3

Hello fellow Stackoverflowers,

I have been trying to use the DataprocInstantiateInlineWorkflowTemplateOperator to run a pyspark job. Sadly after following all the documentation I am getting error in Composer ValueError: Protocol message OrderedJob has no "stepID" field.

Here is the template that I am using.

{
  "id": "my-workflow-template",
  "jobs": [
    {
      "stepID": "123456dfgy",
      "pysparkJob": {
        "mainPythonFileUri": "gs://gcp-gmp/app.py"
      }
    }
  ],
  "name": "My Workflow Template",
  "placement": {
    "managedCluster": {
      "clusterName": "my-managed-cluster",
      "config": {
        "master_config": {
          "disk_config": {
            "boot_disk_size_gb": 1024,
            "boot_disk_type": "pd-standard"
          },
          "machine_type_uri": "n1-standard-4",
          "num_instances": 1
        },
        "worker_config": {
          "disk_config": {
            "boot_disk_size_gb": 1024,
            "boot_disk_type": "pd-standard"
          },
          "machine_type_uri": "n1-standard-4",
          "num_instances": 2
        }
      }
    }
  }
}

Here is the entire python code.

import json
from datetime import datetime ,timedelta
from airflow import DAG
from airflow.utils.trigger_rule import TriggerRule
from airflow.providers.google.cloud.operators.dataproc import DataprocInstantiateInlineWorkflowTemplateOperator
from airflow.operators.dummy import DummyOperator

DAG_ID= 'Dataproc_Instantiate_Inline_Workflow_TemplateOper_example'

JSON_CONTENT = """{
  "id": "my-workflow-template",
  "jobs": [
    {
      "stepID": "123456dfgy",
      "pysparkJob": {
        "mainPythonFileUri": "gs://my-bucket/app.py"
      }
    }
  ],
  "name": "My Workflow Template",
  "placement": {
    "managedCluster": {
      "clusterName": "my-managed-cluster",
      "config": {
        "master_config": {
          "disk_config": {
            "boot_disk_size_gb": 1024,
            "boot_disk_type": "pd-standard"
          },
          "machine_type_uri": "n1-standard-4",
          "num_instances": 1
        },
        "worker_config": {
          "disk_config": {
            "boot_disk_size_gb": 1024,
            "boot_disk_type": "pd-standard"
          },
          "machine_type_uri": "n1-standard-4",
          "num_instances": 2
        }
      }
    }
  }
}"""


template_dict = json.loads(JSON_CONTENT)

default_args = {
    'start_date': datetime(2023, 6, 29),
    'retries': 1,
    'retry_delay': timedelta(minutes=2),
}

dag = DAG(
    dag_id = DAG_ID,
    default_args=default_args,
    schedule_interval=None,
)


start = DummyOperator(
    task_id = 'start',
    dag = dag

)


create_dataproc_template = DataprocInstantiateInlineWorkflowTemplateOperator(
        template = template_dict,
        task_id = 'create_dataproc_template',
        project_id=  'my-project',
        region = 'us-central1',
        gcp_conn_id = 'google_cloud_default',
        dag = dag
 )

complete = DummyOperator(
    task_id = 'complete',
    trigger_rule = TriggerRule.NONE_FAILED,
    dag = dag
)


start >> create_dataproc_template >> complete

Strangely when I was not using the stepID field the error was ValueError: Protocol message OrderedJob has no "pysparkJob" field.

Any help is appreciated.

Aman Saurav
  • 751
  • 9
  • 28

1 Answers1

2

After doing a lot of research and trial and error, I discovered that the keys we provided in the config JSON differ from those described in the Google documentation.

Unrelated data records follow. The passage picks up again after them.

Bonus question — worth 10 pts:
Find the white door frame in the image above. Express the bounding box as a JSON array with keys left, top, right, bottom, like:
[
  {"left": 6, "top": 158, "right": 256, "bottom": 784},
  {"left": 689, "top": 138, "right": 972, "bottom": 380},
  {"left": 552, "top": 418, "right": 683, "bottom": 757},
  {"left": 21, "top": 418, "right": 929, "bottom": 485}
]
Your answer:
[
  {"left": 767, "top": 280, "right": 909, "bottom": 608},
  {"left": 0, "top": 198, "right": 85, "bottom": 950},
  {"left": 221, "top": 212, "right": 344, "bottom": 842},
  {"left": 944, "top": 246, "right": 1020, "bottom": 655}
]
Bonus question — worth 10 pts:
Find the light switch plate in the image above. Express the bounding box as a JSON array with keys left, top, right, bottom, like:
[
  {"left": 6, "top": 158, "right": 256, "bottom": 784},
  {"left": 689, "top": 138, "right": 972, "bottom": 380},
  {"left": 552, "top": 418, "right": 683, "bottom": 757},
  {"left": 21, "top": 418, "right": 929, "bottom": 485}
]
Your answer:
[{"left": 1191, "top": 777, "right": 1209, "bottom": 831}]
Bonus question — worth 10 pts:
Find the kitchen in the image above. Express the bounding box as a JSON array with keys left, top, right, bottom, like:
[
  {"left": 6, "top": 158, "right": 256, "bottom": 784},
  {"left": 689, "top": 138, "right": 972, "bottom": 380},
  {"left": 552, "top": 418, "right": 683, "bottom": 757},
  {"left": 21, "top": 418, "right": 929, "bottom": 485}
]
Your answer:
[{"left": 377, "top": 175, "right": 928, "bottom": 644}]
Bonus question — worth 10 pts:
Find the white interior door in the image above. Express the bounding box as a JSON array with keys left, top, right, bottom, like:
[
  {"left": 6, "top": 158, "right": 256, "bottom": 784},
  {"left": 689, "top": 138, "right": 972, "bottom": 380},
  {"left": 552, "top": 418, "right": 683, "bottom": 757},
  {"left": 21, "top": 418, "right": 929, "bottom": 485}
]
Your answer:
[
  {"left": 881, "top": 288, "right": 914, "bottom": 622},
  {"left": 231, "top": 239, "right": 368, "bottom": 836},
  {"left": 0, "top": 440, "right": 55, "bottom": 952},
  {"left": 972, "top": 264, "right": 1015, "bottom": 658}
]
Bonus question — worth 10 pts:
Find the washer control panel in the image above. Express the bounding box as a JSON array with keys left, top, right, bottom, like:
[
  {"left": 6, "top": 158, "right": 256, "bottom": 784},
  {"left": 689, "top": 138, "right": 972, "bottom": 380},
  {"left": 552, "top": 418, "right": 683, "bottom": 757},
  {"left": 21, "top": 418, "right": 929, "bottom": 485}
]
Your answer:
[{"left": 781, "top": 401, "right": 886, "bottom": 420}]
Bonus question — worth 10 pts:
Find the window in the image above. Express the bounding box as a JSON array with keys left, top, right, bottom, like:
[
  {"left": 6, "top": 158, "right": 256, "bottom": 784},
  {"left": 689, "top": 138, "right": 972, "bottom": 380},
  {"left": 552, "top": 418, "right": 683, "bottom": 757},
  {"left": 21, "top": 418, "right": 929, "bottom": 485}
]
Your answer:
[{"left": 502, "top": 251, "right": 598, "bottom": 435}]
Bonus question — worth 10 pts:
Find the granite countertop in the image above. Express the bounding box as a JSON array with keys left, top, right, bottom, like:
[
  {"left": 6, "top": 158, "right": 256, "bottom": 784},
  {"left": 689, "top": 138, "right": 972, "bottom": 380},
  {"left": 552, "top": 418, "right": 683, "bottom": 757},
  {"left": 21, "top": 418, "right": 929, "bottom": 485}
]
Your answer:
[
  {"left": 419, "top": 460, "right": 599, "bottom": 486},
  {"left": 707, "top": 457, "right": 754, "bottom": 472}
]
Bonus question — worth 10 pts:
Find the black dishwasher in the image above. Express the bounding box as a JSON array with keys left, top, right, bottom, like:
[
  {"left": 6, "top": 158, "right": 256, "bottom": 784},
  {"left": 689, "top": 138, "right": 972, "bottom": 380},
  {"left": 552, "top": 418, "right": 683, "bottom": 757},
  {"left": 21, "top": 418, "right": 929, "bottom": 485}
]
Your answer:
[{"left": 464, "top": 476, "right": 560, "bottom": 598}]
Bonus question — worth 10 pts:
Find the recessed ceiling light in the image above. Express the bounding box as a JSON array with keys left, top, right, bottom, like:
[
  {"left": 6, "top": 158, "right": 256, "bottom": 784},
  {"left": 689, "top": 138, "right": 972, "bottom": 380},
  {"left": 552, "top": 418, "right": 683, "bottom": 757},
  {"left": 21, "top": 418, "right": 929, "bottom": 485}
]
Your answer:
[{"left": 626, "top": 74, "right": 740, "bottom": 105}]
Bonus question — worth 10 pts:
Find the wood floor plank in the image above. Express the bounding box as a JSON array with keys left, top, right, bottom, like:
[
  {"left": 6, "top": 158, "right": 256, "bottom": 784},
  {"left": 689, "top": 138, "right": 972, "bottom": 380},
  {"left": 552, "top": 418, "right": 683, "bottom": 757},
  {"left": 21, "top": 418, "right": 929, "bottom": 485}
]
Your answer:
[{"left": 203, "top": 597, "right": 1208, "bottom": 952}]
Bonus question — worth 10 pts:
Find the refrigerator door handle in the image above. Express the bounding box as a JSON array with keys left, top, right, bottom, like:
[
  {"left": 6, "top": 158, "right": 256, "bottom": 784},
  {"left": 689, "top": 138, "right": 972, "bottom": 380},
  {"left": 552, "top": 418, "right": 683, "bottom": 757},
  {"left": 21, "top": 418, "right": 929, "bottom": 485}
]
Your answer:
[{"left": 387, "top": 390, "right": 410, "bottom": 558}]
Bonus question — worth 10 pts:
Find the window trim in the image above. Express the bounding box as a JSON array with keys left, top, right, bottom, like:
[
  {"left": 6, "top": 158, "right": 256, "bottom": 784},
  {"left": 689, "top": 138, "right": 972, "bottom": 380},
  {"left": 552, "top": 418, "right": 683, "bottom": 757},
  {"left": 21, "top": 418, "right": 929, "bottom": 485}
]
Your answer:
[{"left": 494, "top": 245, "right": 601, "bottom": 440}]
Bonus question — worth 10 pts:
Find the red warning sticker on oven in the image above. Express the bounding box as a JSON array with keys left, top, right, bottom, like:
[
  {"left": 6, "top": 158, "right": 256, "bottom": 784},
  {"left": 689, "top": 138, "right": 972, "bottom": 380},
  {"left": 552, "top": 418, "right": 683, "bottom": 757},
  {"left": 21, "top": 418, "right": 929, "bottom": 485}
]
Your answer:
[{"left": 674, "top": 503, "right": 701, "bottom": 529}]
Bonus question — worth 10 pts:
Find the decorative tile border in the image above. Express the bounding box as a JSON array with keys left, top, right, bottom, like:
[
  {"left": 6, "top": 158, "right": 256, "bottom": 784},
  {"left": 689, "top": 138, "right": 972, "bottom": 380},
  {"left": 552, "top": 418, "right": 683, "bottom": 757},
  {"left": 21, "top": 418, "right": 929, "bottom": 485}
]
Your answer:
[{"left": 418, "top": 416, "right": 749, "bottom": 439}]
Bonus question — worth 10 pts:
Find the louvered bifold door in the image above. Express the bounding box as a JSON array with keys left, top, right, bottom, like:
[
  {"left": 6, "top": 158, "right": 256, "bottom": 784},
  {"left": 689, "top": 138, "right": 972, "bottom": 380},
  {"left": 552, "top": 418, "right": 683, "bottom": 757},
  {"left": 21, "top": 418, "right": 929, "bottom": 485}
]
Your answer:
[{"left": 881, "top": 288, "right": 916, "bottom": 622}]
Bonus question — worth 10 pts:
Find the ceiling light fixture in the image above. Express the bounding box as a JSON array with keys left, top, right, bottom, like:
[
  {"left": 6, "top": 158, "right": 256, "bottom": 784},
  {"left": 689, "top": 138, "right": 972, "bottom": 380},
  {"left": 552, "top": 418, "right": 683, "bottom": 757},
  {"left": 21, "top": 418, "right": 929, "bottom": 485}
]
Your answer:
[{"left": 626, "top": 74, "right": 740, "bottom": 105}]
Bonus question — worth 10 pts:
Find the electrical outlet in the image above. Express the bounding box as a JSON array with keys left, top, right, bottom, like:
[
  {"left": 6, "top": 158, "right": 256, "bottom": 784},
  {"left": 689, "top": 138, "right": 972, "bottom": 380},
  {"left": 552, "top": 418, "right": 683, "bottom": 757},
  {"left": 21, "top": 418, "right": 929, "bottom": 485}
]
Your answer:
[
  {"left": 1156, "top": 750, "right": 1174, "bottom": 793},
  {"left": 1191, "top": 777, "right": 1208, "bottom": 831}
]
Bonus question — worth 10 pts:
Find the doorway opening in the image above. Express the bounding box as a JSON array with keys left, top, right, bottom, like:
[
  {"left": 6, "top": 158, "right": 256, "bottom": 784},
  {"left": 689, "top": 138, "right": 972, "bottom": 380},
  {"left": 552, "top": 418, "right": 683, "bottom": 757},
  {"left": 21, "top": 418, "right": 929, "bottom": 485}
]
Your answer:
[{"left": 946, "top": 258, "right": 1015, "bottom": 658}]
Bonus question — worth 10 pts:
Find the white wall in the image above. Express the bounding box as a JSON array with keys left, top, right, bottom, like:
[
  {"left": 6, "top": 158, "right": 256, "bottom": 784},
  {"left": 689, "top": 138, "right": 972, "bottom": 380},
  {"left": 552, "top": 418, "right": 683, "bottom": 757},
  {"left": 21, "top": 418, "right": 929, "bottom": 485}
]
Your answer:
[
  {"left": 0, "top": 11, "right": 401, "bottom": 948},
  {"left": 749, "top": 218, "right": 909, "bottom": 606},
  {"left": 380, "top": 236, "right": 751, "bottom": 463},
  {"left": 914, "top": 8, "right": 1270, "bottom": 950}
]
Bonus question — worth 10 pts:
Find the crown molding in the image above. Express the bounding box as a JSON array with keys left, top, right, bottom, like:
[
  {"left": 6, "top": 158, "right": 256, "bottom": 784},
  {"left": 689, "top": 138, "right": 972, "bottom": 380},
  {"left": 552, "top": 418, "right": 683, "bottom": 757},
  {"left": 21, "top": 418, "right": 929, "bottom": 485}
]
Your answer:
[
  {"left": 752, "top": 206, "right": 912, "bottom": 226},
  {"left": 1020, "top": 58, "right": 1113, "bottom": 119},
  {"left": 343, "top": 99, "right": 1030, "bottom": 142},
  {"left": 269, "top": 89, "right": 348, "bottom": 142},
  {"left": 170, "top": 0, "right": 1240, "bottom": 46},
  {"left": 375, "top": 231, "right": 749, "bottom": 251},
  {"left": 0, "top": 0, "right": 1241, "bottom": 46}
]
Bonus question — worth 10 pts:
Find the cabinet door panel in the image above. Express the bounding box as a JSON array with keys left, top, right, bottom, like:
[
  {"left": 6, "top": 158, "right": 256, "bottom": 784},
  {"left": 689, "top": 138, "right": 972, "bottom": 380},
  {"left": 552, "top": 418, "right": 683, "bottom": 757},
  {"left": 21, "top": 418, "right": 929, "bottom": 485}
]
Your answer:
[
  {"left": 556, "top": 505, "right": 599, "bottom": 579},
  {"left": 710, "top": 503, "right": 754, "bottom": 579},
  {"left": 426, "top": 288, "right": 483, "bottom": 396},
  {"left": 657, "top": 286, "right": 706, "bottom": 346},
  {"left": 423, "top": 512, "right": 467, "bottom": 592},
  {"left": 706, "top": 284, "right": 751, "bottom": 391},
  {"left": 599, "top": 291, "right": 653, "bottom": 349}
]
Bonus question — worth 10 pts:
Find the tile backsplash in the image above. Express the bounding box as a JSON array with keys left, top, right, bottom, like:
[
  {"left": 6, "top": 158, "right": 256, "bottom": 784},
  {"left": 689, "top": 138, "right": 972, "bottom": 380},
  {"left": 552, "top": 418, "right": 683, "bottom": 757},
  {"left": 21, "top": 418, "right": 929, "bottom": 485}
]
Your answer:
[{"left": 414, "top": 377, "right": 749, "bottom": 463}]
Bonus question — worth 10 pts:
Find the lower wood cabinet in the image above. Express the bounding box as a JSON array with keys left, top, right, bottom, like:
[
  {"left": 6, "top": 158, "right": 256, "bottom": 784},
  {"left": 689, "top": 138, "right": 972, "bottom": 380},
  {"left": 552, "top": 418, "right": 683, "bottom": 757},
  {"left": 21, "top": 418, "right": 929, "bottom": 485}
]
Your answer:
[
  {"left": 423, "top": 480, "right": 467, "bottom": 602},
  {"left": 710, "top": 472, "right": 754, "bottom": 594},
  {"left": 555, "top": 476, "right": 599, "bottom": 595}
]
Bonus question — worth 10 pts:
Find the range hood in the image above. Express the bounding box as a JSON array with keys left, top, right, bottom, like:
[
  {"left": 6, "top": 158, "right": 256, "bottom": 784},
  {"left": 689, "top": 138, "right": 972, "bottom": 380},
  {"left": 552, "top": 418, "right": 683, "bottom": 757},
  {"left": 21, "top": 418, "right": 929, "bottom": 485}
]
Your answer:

While running this from Composer/ Airflow we have to make the keys from camel case to snake case. e.g. stepID --> step_id

I am providing the correct JSON here :

{
   "id":"my-workflow-template",
   "jobs":[
      {
         "step_id":"123456dfgy",
         "pyspark_job":{
            "main_python_file_uri":"gs://my-bucket/app.py"
         }
      }
   ],
   "placement":{
      "managed_cluster":{
         "cluster_name":"my-managed-cluster",
         "config":{
            "master_config":{
               "disk_config":{
                  "boot_disk_size_gb":1024,
                  "boot_disk_type":"pd-standard"
               },
               "machine_type_uri":"n1-standard-4",
               "num_instances":1
            },
            "worker_config":{
               "disk_config":{
                  "boot_disk_size_gb":1024,
                  "boot_disk_type":"pd-standard"
               },
               "machine_type_uri":"n1-standard-4",
               "num_instances":2
            }
         }
      }
   }
}
Aman Saurav
  • 751
  • 9
  • 28